LREC 2000 2nd International Conference on Language Resources & Evaluation

Previous Paper   Next Paper

Title Sublanguage Dependent Evaluation: Toward Predicting NLP performances
Authors Illouz Gabriel (LIMSI, CNRS / Université Paris Sud, Orsay, France,
Keywords Evaluation (predictive), Performance Variations, POS Tagging, Sublanguages, Textual Typology
Session Session EO3 - Evaluation and Semantics
Full Paper, 252.pdf
Abstract In Natural Language Processing (NLP) Evaluation, such as MUC (Hirshman, 98), TREC (Harman, 98), GRACE (Adda et al, 97), SENSEVAL (Kilgarriff98), performance results provided are often average made on the complete test set. That does not give any clues on the systems robustness. knowing which system performs better on average does not help us to find which is the best for a given subset of a language.
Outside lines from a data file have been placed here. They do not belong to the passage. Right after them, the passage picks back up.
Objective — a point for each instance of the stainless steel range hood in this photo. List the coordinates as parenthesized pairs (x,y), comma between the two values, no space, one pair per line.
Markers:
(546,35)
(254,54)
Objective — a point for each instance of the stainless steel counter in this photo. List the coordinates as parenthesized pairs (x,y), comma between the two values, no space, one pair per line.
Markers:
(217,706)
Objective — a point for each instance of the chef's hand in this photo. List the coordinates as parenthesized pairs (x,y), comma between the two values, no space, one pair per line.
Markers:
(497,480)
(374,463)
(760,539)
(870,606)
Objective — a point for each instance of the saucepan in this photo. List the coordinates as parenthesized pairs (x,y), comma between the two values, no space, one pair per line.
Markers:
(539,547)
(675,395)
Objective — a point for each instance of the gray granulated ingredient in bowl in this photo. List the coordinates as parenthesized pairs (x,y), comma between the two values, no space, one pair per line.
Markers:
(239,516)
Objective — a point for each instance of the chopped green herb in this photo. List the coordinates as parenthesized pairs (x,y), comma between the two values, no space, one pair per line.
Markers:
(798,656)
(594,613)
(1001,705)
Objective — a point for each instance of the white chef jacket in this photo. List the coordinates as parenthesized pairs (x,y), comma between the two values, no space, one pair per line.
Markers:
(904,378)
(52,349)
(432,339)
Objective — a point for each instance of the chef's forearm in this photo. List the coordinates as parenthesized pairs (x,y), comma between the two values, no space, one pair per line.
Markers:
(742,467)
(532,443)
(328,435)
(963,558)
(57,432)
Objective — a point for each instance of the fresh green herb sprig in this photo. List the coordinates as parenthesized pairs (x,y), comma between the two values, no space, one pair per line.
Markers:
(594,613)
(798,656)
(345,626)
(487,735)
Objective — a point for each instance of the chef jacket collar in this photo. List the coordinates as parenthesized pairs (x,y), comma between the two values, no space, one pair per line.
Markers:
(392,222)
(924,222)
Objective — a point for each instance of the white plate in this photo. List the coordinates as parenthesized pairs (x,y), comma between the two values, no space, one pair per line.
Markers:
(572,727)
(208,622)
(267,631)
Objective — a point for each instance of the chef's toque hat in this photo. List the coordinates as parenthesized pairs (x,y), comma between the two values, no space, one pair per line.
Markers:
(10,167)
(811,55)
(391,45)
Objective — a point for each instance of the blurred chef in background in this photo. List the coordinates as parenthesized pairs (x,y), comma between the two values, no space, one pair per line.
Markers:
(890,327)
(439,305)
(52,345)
In the present article, the existing approaches which take into account language heterogeneity and offer methods to identify sublanguages are presented. Then we propose a new metric to assess robustness and we study the effect of different sublanguages identified in the Penn Tree Bank Corpus on performance variations observed for POS tagging. The work we present here is a first step in the development of predictive evaluation methods, intended to propose new tools to help in determining in advance the range of performance that can be expected from a system on a given dataset.